Frequency Coordination Issues and Answers

  • What is a Shared non-protected pair?
  • It was asked about using 145.25 for a network of repeater for disaster work, so one would never be out of range of one.
  • How or who do we work with in the surrounding states?
  • What if someone puts up a repeater in one of the surrounding states that interferes with my repeater?
  • What if the trustee of that repeater says he is coordinated, but it is through a coordination group that we don’t know or recognize?
  • So what about the mess in Texas? What is ORSI doing about it?
  • What is the biggest problem we have here in Oklahoma?
  • Speaking of that, “I want a repeater pair for my area; you say there are no pairs available. You guys have one listed, but I have not heard it on the air for a long time. What’s the deal?

What is the biggest problem we have here in Oklahoma?

  1. Not knowing what’s really on the air and what isn’t. Our district officers will be working on this problem over the next few months.

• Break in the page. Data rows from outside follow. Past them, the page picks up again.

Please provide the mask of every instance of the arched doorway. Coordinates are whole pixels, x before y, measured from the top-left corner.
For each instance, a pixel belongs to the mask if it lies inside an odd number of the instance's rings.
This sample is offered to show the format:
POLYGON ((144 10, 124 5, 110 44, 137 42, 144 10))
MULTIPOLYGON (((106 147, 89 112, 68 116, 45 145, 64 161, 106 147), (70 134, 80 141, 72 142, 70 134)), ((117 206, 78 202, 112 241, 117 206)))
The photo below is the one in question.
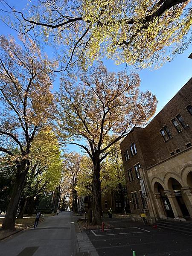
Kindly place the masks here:
POLYGON ((188 173, 186 180, 188 187, 190 189, 192 189, 192 172, 190 172, 188 173))
POLYGON ((163 186, 157 181, 154 184, 154 190, 157 204, 159 207, 160 207, 160 210, 161 212, 161 215, 163 214, 163 212, 166 217, 174 218, 174 214, 169 198, 165 193, 165 190, 163 186))
POLYGON ((169 189, 174 192, 176 199, 184 217, 190 216, 185 202, 186 196, 183 194, 182 187, 180 183, 174 178, 169 178, 168 185, 169 189))

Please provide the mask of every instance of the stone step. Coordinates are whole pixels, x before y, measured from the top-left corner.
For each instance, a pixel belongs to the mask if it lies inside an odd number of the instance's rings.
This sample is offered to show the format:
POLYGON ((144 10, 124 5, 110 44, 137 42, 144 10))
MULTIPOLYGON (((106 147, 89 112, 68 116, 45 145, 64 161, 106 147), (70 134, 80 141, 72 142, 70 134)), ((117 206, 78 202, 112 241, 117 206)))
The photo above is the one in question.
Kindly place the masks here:
POLYGON ((180 222, 178 222, 178 224, 177 224, 177 221, 171 222, 166 221, 162 222, 160 221, 155 223, 155 224, 157 225, 158 227, 172 230, 192 236, 192 229, 191 227, 185 226, 182 224, 180 225, 180 222))
POLYGON ((191 221, 173 221, 169 220, 161 221, 158 223, 165 223, 165 224, 170 224, 172 225, 177 225, 180 226, 190 227, 192 228, 192 222, 191 221))

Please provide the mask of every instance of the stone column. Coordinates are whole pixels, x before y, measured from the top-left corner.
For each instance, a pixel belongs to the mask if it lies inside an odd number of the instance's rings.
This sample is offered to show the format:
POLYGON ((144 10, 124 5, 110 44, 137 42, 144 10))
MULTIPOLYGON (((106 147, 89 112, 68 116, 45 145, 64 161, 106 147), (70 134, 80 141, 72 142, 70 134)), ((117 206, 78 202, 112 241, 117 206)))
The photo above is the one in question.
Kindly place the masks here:
POLYGON ((192 218, 192 189, 185 187, 181 189, 181 190, 183 201, 190 216, 192 218))
POLYGON ((169 201, 173 213, 174 214, 174 219, 182 221, 186 221, 186 220, 183 218, 180 207, 175 197, 174 191, 165 190, 165 194, 167 196, 169 201))
POLYGON ((160 219, 167 218, 163 206, 162 204, 162 202, 161 200, 160 193, 154 193, 153 195, 155 199, 160 218, 160 219))

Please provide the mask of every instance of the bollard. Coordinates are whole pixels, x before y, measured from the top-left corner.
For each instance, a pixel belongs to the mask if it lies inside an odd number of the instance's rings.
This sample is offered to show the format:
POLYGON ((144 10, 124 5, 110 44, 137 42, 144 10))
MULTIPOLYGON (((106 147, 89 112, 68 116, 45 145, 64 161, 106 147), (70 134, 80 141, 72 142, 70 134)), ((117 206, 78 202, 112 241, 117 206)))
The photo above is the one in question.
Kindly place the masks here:
POLYGON ((104 232, 104 222, 103 221, 102 222, 102 232, 104 232))

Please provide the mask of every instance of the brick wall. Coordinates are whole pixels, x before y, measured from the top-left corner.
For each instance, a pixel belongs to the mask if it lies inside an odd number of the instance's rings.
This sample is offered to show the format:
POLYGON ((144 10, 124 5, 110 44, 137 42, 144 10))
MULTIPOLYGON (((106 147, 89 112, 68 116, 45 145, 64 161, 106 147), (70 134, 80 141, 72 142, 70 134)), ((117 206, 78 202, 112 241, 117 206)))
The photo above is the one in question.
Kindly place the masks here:
MULTIPOLYGON (((120 144, 123 166, 126 180, 128 196, 132 201, 131 192, 137 191, 138 200, 142 205, 139 195, 140 186, 137 180, 134 166, 139 162, 141 168, 146 169, 171 156, 171 153, 179 148, 180 151, 186 148, 186 144, 192 143, 192 115, 185 108, 189 104, 192 105, 192 78, 167 103, 164 108, 145 128, 135 127, 120 144), (180 114, 188 126, 178 133, 171 120, 180 114), (161 135, 160 130, 166 125, 172 138, 166 142, 161 135), (131 144, 135 144, 137 154, 131 157, 131 144), (130 159, 125 161, 124 152, 128 148, 130 159), (127 170, 132 168, 134 180, 129 182, 127 170)), ((131 212, 139 213, 130 204, 131 212)))

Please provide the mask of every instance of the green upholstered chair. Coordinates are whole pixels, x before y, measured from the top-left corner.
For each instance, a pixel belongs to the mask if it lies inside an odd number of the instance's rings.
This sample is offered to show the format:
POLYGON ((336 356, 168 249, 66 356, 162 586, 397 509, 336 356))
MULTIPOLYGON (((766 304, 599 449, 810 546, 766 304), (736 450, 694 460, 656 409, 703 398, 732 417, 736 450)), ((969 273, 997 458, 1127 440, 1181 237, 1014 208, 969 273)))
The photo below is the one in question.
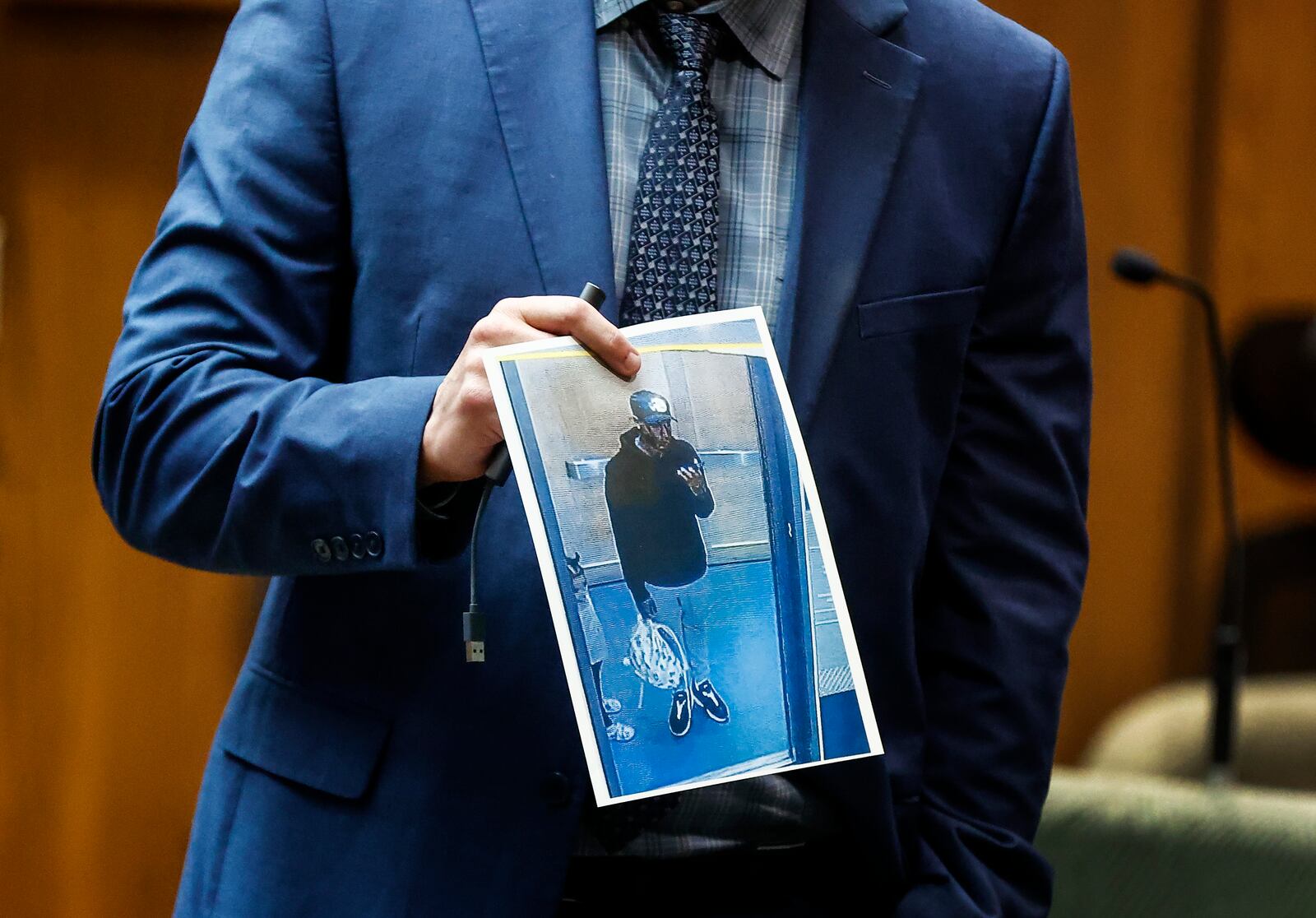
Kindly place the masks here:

What if the repeater system in question was coordinated by some “alternate” group that seemingly sprung up out of nowhere?

  1. Yes that happens, and Texas is not the only place where it happens. We had that occur several years ago here in Oklahoma.

If all this is voluntary how can the FCC enforce that?

  1. In part 97, the FCC’s rules and regulations concerning amateur radio, the FCC has a rule that states that an amateur station must be operated at all times using “good operating and engineering practices.” Therefore abiding by a recognized band plan is good operating practice. Getting your repeater coordinated is good operating practice. By not doing these things they (FCC) consider it “not good operating practice” and therefore it is a violation of Part 97.

What if the trustee of that repeater says he is coordinated, but it is through a coordination group that we don’t know or recognize?

  1. Therein lays the problem, the FCC’s definition of who a coordinator is rather loose. In fact the FCC even says that the whole coordination process is voluntary (to an extent).

    A coordination body is whoever a majority of hams in a given area recognizes to be the coordinator (again this is the FCC’s policy).

    Now some trustees then take an attitude that they can do what they want to, and stick a repeater up on any frequency they want, anywhere they want and they are within their rights.